В школу она вошла, слегка прихрамывая, внутренне истерзанная этой невидимой войной с предметами. Но едва за её спиной закрылась тяжелая дверь, пахнущая мастикой, старыми куртками и кислым столовским компотом, Дорофея начала меняться.
Школьный гул — пронзительный, витальный, хаотичный — обрушился на неё, и её невротический панцирь вдруг разжался. Здесь не нужно было держать оборону. Здесь нужно было отдавать.
В кабинете истории на третьем этаже её ждали девятиклассники. Это был факультатив «Основы научного мировоззрения», на который они ходили добровольно. Они сидели на партах, болтали ногами, смеялись, но, увидев её, затихли. Не от страха — от уважения.
Она бросила свой тяжелый портфель на учительский стол. Не стала открывать папки. Не достала ни одной методички. Застегнутая на все пуговицы, сухая, строгая женщина вдруг улыбнулась — и её лицо осветилось такой теплой, внимательной, неподдельной эмпатией, что класс невольно подался вперед.
— Ну что, — сказала Дорофея, и её голос зазвучал низко, живо, без кафедрального металла. — Спорили?
— Спорили, Дорофея Анатольевна, — с вызовом ответил с задней парты вихрастый мальчишка в полинявшем комсомольском значке. — Вот вы прошлый раз говорили, что человек — это просто биология и социальные связи.
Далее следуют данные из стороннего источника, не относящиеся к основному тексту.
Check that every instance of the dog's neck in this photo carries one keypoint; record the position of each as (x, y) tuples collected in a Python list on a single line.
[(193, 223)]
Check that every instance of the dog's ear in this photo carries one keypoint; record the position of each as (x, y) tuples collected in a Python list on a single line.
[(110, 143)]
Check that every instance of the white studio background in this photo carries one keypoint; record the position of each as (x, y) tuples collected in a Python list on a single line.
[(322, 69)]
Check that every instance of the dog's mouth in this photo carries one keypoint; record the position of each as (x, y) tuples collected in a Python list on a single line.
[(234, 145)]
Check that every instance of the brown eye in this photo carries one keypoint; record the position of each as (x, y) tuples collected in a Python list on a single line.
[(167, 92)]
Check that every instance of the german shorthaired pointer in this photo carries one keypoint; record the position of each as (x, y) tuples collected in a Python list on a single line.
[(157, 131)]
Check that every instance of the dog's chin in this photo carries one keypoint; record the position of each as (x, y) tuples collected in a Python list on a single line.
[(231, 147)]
А когда человек умирает... почему мы всё равно чувствуем, что он где-то есть? Бабушка говорит: душа болит. Как может болеть то, чего нет?
Дорофея не стала сыпать цитатами из Фейербаха или Ленина. Она подошла к доске, взяла кусок шершавого мела. Меловая пыль тут же осела на её сухих пальцах, делая их беззащитными и настоящими.
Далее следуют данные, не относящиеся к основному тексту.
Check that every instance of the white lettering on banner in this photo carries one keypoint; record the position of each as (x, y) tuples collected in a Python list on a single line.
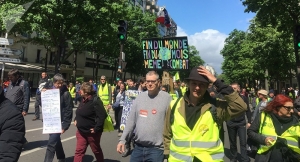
[(51, 111), (6, 51), (4, 41), (5, 59)]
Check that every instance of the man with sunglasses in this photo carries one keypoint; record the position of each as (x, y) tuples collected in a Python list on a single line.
[(263, 97), (104, 92), (146, 119)]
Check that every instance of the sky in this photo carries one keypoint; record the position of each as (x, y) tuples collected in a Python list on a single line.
[(207, 23)]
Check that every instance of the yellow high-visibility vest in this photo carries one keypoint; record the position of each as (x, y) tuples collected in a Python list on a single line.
[(267, 128), (104, 94), (257, 100), (183, 90), (72, 92), (174, 96), (202, 142)]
— Это очень правильный вопрос, Серёжа, — мягко сказала она. В её интонации не было снисходительности. Она говорила с ними как с равными, и дети это чувствовали. — У нас болит не фантом. У нас болит память.
Она нарисовала на доске короткий, четкий отрезок.
— Человек, который нас любил, оставляет в нашем мозге, в нашей нервной системе, огромный след. Миллионы нейронных связей. Когда его не становится, эти связи продолжают работать. Ты ждешь его голоса, его шагов. Физика твоего тела требует его присутствия. Эта боль — абсолютно реальна. И религия говорит: «Не плачь, он на небе». Религия дает вам обезболивающее.
Она замолчала, глядя прямо в их внимательные, ясные лица.
— Но это иллюзия, Сережа. А быть взрослым — значит уметь переносить боль без наркоза. Значит, не предавать память о человеке сказками. Мы должны быть мужественными. Мы должны помнить их здесь, на земле, а не отправлять на выдуманные облака.
В классе повисла звенящая тишина. Дети смотрели на неё завороженно. Она не отчитывала их, не навязывала им скучный марксизм. Она предлагала им разделить с ней её собственную стоическую, суровую, но такую высокую правду. Она предлагала им мужество. И они верили ей. Верили каждому слову, потому что в этот момент Дорофея сама в это верила.
Она любила их. Ей хотелось закрыть этих угловатых, растущих подростков от страха смерти, от невежества, от той самой тьмы, в которой сама она каждый день воевала с утюгами, линейками и черными кошками. Она отдавала им лучшее, что в ней было — свою искренность и свой интеллект, — не понимая, что кормит их с ложечки тем самым ядом отрицания.
Прозвенел звонок, резкий, дребезжащий. Никто не вскочил.
— На сегодня всё, — улыбнулась Дорофея, отряхивая руки от мела. — В следующий четверг поговорим о том, почему в древности люди придумали жертвоприношения.
Подростки потянулись к выходу, прощаясь с ней, ловя её взгляд. Она стояла у окна, чувствуя приятную, гудящую усталость в ногах. Здесь, в запахе мела и теплого детского дыхания, её жизнь обретала смысл. Здесь она была не стареющей функцией, а нужным человеком.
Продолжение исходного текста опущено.